I am implementing logistic regression to create a bankruptcy prediction model in R. My data consists of financial ratios of many companies which I classified as "bad" having the value 0 and "good" having the value 1.
However, some of the predictor variables seemed to be perfectly separated resulting in the following warning message:
Warning message:
glm.fit: fitted probabilities numerically 0 or 1 occurred
To solve this issue I used a form of penalized regression, namely the brglm
package in R.
This resulted in a model with five predictor variables (indicated as X1 - X5):
final_brglm <- brglm(Good1_Bad0 ~ X1 + X2 + X3 + X4 + X5, data = train_data)
The model has a very high accuracy and is based on the following principle:
For the score "Y" (with coefficients B1 - B5)

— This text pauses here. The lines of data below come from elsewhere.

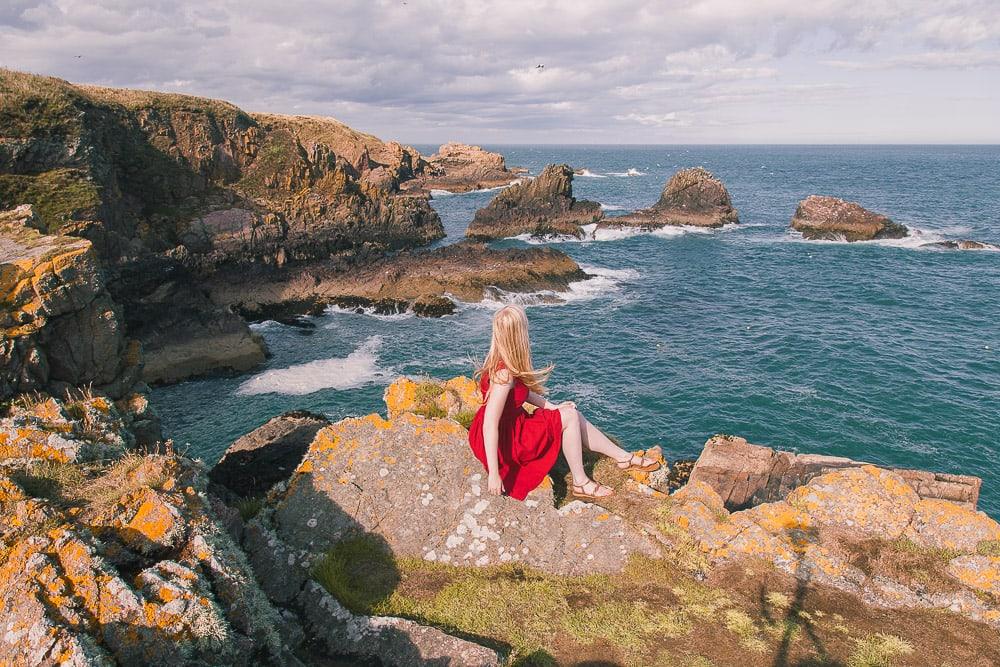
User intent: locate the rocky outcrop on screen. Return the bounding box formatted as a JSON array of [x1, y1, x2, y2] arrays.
[[268, 413, 658, 575], [598, 167, 738, 232], [384, 375, 481, 421], [689, 434, 982, 511], [210, 410, 330, 498], [0, 69, 444, 383], [0, 406, 296, 666], [209, 241, 588, 319], [0, 205, 141, 399], [790, 195, 908, 241], [466, 164, 603, 240], [662, 468, 1000, 627], [402, 142, 524, 194]]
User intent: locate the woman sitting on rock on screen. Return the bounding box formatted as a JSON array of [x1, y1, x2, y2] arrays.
[[469, 304, 660, 501]]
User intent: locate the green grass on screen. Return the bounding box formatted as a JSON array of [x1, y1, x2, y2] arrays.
[[10, 460, 86, 503], [235, 496, 264, 521], [455, 408, 477, 430], [722, 609, 768, 653], [313, 535, 401, 614], [847, 633, 914, 667], [977, 539, 1000, 557], [0, 169, 101, 232]]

Y <- intercept + B1*X2 + B2*X2 + B3*X3 + B4*X4 + B5*X5
and predicted probability "pred"
pred <- (exp(Y)/(1+exp(Y))
When Y > 0 the company is "good" and for Y < 1 the company is "bad".
However, the resulting prediction probabilities are either very close to 1 or very close to 0; Y either very large (maxY = 13389261) or very small (minY = -4719827). There is not much in between which makes it difficult to build a score around the model to predict the probability of default/bankruptcy.
This is also indicated by the plot: probability prediction - Y score
I am relatively new to R and I don't know what to do with this. Does it mean the separation problem is not yet solved? I also read something about normalizing the variables, which I have not done since all predictors are financial ratio's (FE sales / assets).